A number of times governmental figures have claimed to speak for all women in terms of their decisions dealing with the HHS Mandate (who's effects I think are well laid out in the Sisters of Life's article regarding their future if the mandate takes hold).  However, a large number of women's voices have been unheard in this debate, mine included.  While I was in New York this weekend, I sat down with my good friend Brittany and we discussed our own personal and educated views of the Mandate.  We both have graduated from NYU and have multiple degrees to our names, we are not the uneducated masses most people assume are the only women who could possibly not support this plan.  So why haven't we been heard?  Why haven't we been included in the debate? 
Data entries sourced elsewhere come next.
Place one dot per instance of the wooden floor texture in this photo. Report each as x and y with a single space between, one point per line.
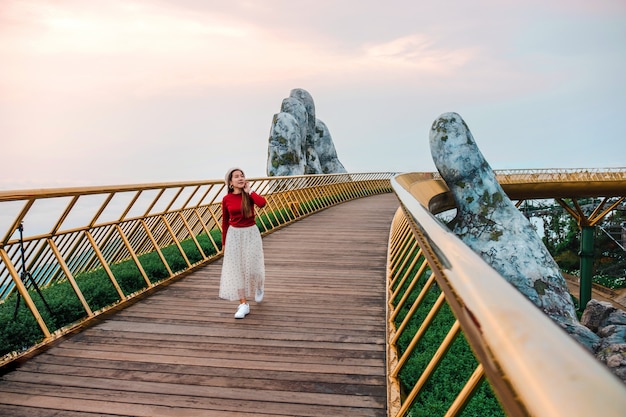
314 347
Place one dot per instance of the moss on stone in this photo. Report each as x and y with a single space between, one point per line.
540 287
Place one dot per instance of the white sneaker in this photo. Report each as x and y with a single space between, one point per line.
242 311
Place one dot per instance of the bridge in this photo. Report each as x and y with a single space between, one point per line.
358 270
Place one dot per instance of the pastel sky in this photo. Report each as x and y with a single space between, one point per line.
125 92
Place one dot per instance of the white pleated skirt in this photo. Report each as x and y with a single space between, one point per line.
243 265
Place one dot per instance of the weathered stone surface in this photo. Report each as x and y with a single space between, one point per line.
311 151
285 148
596 314
489 223
325 150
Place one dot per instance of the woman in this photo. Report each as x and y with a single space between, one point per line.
243 266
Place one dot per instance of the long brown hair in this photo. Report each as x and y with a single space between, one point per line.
246 200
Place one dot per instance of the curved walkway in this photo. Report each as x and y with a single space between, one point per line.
314 347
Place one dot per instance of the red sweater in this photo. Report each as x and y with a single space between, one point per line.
232 215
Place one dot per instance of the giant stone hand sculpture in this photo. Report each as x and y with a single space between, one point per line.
489 223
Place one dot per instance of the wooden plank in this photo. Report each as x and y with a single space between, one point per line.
314 347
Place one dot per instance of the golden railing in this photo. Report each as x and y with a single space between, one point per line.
533 367
54 237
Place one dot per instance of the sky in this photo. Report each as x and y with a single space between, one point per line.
129 92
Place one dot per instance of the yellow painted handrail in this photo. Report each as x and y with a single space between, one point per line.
52 236
533 366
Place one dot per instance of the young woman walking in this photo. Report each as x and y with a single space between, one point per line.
243 266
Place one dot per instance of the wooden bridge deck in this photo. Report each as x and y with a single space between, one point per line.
314 347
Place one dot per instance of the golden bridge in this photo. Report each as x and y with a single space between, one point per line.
110 308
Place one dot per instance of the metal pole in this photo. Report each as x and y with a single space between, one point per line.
586 265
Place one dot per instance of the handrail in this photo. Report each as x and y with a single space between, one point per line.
534 367
68 233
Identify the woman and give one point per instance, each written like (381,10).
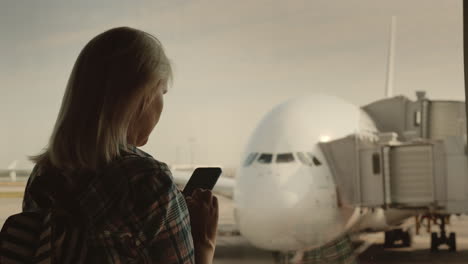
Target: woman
(110,201)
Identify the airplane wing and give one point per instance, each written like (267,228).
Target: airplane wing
(224,186)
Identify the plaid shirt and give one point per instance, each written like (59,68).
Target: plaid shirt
(130,211)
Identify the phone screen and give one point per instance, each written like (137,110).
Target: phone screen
(204,178)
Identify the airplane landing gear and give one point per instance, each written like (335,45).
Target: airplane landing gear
(395,235)
(437,240)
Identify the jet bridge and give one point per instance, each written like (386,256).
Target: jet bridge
(418,162)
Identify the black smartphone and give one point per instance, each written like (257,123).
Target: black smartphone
(204,178)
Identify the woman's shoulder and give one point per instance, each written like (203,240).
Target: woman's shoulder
(141,166)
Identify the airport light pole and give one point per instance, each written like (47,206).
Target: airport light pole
(465,57)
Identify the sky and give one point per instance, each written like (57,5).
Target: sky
(233,61)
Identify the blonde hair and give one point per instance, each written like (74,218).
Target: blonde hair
(107,88)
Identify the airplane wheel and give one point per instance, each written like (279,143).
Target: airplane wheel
(452,242)
(434,242)
(406,236)
(389,239)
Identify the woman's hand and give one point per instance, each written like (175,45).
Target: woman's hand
(203,209)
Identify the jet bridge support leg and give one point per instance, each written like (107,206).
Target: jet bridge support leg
(442,239)
(395,235)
Recently, two powerful and educated women (Helen M. Alvare JD and Kim Daniels JD) drafted a letter that succinctly captures these unheard voices and touches on our leading arguments against the "contraception for all" rule.  I present this letter so that many voices may not go unheard even at the threat of stirring controversy or debate.  I welcome discussions and conversations that spark from this and I look forward to how we might all grow through these debates.  I copy the letter here:

OPEN LETTER TO PRESIDENT OBAMA, SECRETARY SEBELIUS AND MEMBERS OF CONGRESS
DON'T CLAIM TO SPEAK FOR ALL WOMEN

We are women who support the competing voice offered by Catholic institutions on matters of sex, marriage and family life. Most of us are Catholic, but some are not. We are Democrats, Republicans and Independents. Many, at some point in our careers, have worked for a Catholic institution. We are proud to have been part of the religious mission of that school, or hospital, or social service organization. We are proud to have been associated not only with the work Catholic institutions perform in the community – particularly for the most vulnerable -- but also with the shared sense of purpose found among colleagues who chose their job because, in a religious institution, a job is always also a vocation.

Those currently invoking "women's health" in an attempt to shout down anyone who disagrees with forcing religious institutions or individuals to violate deeply held beliefs are more than a little mistaken, and more than a little dishonest. Even setting aside their simplistic equation of "costless" birth control with "equality," note that they have never responded to the large body of scholarly research indicating that many forms of contraception have serious side effects, or that some forms act at some times to destroy embryos, or that government contraceptive programs inevitably change the sex, dating and marriage markets in ways that lead to more empty sex, more non-marital births and more abortions. It is women who suffer disproportionately when these things happen.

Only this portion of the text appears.